The FIAU has fined the MGA-licensed gambling operator for breaches of AML rules.

Malta.- The Maltese Financial Intelligence Analysis Unit (FIAU) has issued a €236,789 fine against Glitnor Group for breaches of anti-money laundering (AML) regulations. The operator, which is licensed by the Malta Gaming Authority (MGA), was found to have breached the Prevention of Money Laundering Act (PMLA).

The sanctions relate to a compliance review carried out in 2019. The FIAU identified failings in areas involving customer and business risk assessments, policies and procedures and customer identification and verification.

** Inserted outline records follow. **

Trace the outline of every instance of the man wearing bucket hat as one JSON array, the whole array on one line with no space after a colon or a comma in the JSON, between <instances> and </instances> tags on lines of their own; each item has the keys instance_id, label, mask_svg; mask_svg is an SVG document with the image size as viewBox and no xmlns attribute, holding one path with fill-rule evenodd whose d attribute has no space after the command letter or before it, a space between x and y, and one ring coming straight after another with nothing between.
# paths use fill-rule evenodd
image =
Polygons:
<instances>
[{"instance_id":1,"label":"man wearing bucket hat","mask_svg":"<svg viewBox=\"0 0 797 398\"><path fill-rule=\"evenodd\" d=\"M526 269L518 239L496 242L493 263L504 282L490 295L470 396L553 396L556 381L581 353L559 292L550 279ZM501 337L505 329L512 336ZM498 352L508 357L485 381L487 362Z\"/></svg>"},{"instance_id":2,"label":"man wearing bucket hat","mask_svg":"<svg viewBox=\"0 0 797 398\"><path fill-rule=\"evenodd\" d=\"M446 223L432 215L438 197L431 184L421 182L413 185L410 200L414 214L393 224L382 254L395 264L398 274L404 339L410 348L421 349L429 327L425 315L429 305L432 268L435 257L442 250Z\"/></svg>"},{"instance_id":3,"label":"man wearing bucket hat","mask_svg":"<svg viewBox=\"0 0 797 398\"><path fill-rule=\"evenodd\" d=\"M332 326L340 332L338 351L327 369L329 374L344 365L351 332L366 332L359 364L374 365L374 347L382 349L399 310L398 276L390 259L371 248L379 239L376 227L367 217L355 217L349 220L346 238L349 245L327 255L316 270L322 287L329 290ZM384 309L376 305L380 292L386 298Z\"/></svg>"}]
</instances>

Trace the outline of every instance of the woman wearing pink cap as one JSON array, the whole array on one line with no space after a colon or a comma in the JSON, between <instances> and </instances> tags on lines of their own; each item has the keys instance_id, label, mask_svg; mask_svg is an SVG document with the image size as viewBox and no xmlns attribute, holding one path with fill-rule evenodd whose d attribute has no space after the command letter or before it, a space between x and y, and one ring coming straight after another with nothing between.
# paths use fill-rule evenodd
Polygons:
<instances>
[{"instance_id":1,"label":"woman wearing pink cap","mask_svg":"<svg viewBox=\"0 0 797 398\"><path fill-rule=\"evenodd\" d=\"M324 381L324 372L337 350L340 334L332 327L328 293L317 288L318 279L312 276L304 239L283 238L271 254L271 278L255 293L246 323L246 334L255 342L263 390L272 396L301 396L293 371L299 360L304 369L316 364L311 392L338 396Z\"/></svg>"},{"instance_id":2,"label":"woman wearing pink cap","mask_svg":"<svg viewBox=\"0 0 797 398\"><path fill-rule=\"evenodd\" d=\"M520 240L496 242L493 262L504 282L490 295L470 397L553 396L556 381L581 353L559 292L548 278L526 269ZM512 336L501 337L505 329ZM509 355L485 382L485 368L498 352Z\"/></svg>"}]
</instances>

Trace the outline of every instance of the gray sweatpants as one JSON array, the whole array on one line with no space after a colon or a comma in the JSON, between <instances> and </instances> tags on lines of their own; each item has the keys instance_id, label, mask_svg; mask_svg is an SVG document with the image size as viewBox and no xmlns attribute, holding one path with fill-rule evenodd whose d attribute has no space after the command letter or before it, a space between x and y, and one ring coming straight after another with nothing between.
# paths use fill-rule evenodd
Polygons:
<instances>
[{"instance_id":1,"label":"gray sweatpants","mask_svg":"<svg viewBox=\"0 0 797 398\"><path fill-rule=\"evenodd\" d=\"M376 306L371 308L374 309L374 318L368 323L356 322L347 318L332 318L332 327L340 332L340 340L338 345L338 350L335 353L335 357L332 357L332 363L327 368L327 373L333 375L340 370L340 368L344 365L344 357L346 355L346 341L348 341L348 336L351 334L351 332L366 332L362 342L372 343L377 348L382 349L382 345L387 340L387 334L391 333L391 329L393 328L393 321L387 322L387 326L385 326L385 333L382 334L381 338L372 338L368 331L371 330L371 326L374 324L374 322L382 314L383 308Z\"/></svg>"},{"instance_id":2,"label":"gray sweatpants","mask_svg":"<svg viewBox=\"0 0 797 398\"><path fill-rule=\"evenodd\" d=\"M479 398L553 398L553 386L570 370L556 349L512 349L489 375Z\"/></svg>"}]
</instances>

It found that Glitnor had failed to conduct an exhaustive evaluation of potential threats, lacked quantitative data usage and failed to evaluate the effectiveness of its mitigating measures. It was found to also lack overall risk ratings, while its Customer Risk Assessment (CRA) policy and procedures were found to be inadequate, with no evidence of CRAs found for any of the customers reviewed.

The FIAU said Glitnor had not properly considered the four risk pillars: interface/delivery, geographical ML/FT, customer source of wealth (SoW), and product and transaction. It failed to obtain proof of identity and residential address for some player files within the legal timeframe and failed to gather information about the purpose and intended nature of business relationships.

The financial watchdog issued a reprimand to the company in accordance with Regulation 21 of the Prevention of Money Laundering and Funding of Terrorism Regulations (PMLFTR). It must revise its Business and Customer Risk Assessment methodologies and rectify gaps in policies and procedures.

Malta passes law protecting online gambling operators

Earlier this month, the Maltese parliament passed a bill that protects online gambling operators licensed by the MGA from foreign liability. Bill 55 has been signed into law by George Vella as Act No. XXI 2023 Gaming (Amendment) Act.

The act instructs Maltese courts to refuse to accept or enforce foreign judgements against Malta-licensed gambling companies that operate in the European market. That means it will prevent other European countries from taking legal action in Malta against operators that target their markets when operating under their Maltese licence.